Mortgage Rates Volatility Prompted Weaker Territory
Mortgage
rates began
the day in even better shape than yesterday, but market volatility prompted weaker
territory compared to yesterday, but still better than any other day of the
year. The most prevalently quoted conforming 30yr fixed rate for
best-case scenarios remains at least as low as 4.25%, with some lenders trying
to hit the lower rates with some additional fees.
As
we discussed yesterday, the first move higher in rate following yesterday's
strong move down was not likely
to be the biggest one. We can also keep tabs on the newfound strength by
checking in with Treasury yields.
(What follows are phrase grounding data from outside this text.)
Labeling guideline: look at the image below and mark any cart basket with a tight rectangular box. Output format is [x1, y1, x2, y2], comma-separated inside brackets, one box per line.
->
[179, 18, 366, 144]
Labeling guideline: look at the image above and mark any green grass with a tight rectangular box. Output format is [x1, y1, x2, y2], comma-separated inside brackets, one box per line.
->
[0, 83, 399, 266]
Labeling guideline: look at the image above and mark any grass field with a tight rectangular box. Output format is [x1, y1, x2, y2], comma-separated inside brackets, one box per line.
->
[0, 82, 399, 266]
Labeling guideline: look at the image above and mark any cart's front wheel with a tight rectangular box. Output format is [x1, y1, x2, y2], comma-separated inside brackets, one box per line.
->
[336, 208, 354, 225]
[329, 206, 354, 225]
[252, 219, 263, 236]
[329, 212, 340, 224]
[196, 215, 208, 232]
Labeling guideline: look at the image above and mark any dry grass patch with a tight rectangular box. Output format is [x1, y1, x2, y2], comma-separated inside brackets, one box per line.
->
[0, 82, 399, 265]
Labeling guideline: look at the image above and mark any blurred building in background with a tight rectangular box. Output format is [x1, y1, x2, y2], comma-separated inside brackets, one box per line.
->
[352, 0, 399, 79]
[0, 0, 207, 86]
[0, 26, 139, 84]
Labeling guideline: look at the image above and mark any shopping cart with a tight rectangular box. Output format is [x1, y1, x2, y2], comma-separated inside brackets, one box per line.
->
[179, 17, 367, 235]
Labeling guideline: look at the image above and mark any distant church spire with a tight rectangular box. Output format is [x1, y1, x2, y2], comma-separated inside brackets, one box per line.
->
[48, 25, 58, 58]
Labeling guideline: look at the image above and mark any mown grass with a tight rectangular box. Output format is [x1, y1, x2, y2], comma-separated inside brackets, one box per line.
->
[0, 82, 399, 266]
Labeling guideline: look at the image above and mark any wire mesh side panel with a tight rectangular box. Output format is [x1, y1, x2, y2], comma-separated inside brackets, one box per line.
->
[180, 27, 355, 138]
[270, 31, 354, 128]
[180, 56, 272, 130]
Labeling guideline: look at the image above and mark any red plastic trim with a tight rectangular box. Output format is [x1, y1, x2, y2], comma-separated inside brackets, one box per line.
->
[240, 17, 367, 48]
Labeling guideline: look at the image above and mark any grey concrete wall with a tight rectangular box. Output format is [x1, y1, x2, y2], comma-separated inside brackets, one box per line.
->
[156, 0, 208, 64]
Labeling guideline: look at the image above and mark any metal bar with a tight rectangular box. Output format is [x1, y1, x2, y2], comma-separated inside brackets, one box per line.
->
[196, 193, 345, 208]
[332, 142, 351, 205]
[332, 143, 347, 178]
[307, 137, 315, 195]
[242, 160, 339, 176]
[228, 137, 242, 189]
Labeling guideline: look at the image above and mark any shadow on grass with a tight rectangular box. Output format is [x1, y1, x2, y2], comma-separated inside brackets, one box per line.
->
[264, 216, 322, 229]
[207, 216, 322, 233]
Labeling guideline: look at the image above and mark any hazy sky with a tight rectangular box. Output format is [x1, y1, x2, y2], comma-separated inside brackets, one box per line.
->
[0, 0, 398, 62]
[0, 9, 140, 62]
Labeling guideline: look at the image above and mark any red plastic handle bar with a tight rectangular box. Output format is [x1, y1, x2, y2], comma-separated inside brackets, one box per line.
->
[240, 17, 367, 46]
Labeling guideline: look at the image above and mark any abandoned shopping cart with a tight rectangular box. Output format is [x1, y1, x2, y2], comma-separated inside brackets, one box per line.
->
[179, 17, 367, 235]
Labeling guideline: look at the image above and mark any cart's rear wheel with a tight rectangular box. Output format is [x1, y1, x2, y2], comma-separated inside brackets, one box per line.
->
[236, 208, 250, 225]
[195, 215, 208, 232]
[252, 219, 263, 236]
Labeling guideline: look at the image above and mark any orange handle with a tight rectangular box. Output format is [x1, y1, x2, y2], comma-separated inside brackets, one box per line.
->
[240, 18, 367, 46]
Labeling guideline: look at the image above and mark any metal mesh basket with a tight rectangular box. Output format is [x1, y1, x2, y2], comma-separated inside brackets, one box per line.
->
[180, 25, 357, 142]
While mortgage rates are most directly
affected by Mortgage Backed Securities (MBS), all sectors of longer-term
fixed-income markets (which include MBS) are sensitive to what's happening in
the Treasury market. Mortgages won't always move lower or higher in the
same way as Treasuries, but if the latter is potentially bouncing on a long
term low, mortgage rates likely will be as well.
With
that in mind, 10yr Treasury yields made it all the way down to 2.402
today. The previous "big deal" level - 2.47% - was
broken yesterday. Before that, we would have been very happy to be at
2.47%. By dropping so much lower than that, markets left themselves
plenty of room for rates to bounce higher without altering the overall
landscape too much.
The
bottom line is that today's weakness was disconcerting today, but in and
of itself isn't enough to conclude that we've seen a longer term bounce in
rates. That possibility continues to be most closely tied to next week's
key events on Thursday and Friday. There's no way to know where rates
will go after that, but keep in mind that one of the scenarios could see rates
continue to drift higher in smaller steps through Wednesday only to move higher
at a faster pace afterward. If you're not locking your rate after today's
weakness, make sure you set a line in the sand either in terms of rate or
closing costs, where you'll lock to avoid further losses.
In
summary, a slight pause in rate improvements today but no meaningful reversal
back up either. A poor GDP report this morning did not really help as it was
pretty much expected for the most part and probably priced in already. I still
believe locking any short term closings makes sense. Beyond that it's really a
tough call and you need to dig deep and really assess your risk tolerance.